There is no denying the massive stock market rally since October 4, 2011. The Dow Jones Industrial Average (DJIA) has surged higher by nearly 1200.0 points from it’s October 4, 2011 low. This is certainly a massive rally in such a short period of time. The DJIA, and the rest of the major stock market indexes have all be able to recapture the daily chart 50 moving averages. This tells us that the major stock indexes have some short term strength. The only problem with the recent rally is the weak action in the leading financial stocks.
Yesterday, J.P. Morgan chase & Co (NYSE:JPM) reported earnings and the stock sold off for most of the day. While the company beat analysts expectations it can be debated to a large degree as to how they beat analysts expectations. In other words, the underlying numbers were actually very poor and the stock market told us that with yesterday’s sell off in the stock. JPM stock is considered the best in it’s class. How can investors believe that these other bank stocks will be better then JPM when the rest of the large financial stocks begin to report earnings next week?

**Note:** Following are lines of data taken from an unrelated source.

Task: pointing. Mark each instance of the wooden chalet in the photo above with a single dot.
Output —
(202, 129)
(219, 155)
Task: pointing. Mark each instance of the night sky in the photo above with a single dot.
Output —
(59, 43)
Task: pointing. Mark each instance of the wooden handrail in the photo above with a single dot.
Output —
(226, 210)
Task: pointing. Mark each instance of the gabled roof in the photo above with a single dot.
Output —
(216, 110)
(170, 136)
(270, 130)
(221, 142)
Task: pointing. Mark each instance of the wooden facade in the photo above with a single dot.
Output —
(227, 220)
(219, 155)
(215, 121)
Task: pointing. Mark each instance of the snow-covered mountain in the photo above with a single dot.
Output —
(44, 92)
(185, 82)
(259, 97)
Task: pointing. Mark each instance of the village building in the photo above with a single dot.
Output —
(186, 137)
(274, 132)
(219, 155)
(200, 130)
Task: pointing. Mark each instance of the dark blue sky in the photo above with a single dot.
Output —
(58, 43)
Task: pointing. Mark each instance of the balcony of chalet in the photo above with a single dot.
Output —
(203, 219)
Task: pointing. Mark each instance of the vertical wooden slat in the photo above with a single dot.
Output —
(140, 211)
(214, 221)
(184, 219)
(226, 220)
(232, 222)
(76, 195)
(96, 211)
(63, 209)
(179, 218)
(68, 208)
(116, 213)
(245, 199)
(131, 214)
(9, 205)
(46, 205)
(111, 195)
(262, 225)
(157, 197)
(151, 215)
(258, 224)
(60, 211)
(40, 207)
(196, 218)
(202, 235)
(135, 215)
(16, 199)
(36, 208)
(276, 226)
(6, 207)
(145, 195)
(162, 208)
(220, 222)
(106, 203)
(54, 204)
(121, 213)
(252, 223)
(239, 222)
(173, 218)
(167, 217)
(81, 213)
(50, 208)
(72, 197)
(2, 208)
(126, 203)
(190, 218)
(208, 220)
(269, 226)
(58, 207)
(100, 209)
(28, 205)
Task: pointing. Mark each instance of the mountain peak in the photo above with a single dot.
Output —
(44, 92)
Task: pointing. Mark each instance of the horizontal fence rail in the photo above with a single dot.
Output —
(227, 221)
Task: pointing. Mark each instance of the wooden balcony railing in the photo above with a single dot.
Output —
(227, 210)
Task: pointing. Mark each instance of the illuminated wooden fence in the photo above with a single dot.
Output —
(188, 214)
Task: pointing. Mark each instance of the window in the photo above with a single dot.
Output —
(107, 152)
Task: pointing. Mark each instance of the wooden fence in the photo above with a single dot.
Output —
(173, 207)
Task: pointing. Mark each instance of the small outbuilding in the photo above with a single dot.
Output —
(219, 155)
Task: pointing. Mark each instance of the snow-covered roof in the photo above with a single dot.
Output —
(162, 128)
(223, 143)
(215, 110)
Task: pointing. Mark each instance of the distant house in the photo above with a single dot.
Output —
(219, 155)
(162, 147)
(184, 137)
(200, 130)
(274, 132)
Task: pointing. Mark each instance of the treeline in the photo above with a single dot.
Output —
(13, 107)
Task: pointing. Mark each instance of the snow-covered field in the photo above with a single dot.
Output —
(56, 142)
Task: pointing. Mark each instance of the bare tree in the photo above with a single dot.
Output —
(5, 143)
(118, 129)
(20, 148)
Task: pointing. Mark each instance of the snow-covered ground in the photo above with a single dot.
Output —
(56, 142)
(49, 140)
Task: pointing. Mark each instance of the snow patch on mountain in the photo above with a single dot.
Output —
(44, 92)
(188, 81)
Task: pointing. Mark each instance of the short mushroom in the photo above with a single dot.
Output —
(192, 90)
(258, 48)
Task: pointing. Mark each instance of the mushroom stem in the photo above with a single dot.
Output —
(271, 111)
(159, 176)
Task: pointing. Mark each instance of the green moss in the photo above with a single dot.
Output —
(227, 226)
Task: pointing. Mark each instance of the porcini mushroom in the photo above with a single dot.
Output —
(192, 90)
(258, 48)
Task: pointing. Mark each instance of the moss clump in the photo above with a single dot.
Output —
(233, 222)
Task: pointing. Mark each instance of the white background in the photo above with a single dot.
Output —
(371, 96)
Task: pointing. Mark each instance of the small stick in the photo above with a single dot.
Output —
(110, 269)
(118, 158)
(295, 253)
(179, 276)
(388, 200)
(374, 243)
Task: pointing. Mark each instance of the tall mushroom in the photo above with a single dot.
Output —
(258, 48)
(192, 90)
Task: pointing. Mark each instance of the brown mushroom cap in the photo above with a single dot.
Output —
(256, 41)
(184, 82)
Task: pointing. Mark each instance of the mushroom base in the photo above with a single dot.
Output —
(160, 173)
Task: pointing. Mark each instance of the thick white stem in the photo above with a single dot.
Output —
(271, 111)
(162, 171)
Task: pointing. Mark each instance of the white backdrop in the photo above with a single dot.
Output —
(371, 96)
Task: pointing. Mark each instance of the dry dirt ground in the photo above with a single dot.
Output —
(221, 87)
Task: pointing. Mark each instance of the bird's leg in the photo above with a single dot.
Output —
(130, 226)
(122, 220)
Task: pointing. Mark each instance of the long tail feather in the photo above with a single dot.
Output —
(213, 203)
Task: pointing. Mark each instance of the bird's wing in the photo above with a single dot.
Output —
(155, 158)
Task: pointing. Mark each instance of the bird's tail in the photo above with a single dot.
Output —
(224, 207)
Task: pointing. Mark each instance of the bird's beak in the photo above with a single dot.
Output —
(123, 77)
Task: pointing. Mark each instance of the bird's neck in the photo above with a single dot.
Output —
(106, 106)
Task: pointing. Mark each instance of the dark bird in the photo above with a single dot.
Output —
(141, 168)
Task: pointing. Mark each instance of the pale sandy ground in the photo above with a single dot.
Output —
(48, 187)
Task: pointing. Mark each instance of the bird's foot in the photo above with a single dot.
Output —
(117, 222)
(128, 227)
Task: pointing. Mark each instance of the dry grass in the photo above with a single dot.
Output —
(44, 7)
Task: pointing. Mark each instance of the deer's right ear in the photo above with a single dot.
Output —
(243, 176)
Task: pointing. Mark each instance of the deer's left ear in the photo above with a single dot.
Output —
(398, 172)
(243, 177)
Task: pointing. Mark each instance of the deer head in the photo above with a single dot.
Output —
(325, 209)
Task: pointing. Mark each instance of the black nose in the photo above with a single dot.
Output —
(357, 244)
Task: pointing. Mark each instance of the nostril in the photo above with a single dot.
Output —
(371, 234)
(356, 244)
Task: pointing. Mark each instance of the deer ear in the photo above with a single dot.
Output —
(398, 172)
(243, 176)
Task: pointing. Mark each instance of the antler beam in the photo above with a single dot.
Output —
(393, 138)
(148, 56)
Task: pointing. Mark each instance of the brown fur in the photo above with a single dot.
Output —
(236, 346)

Most large banks stocks remain weak on the charts. Goldman Sachs Group Inc (NYSE:GS), Morgan Stanley (NYSE:MS), Citigroup Inc (NYSE:C), and Bank of America Corp (NYSE:BAC) are all still trading below their daily chart 50 moving averages. This tells us that these stocks remain in a weak technical position. Until these stocks shape up and trade higher these stocks continue to point to an uncertain market. After all, the European debt crisis is really just another banking crisis. Keep an eye on these banks stocks before you go ahead and anoint the next bull market. While the stock rally over the past nine days has been incredible the financial stocks are painting a different picture.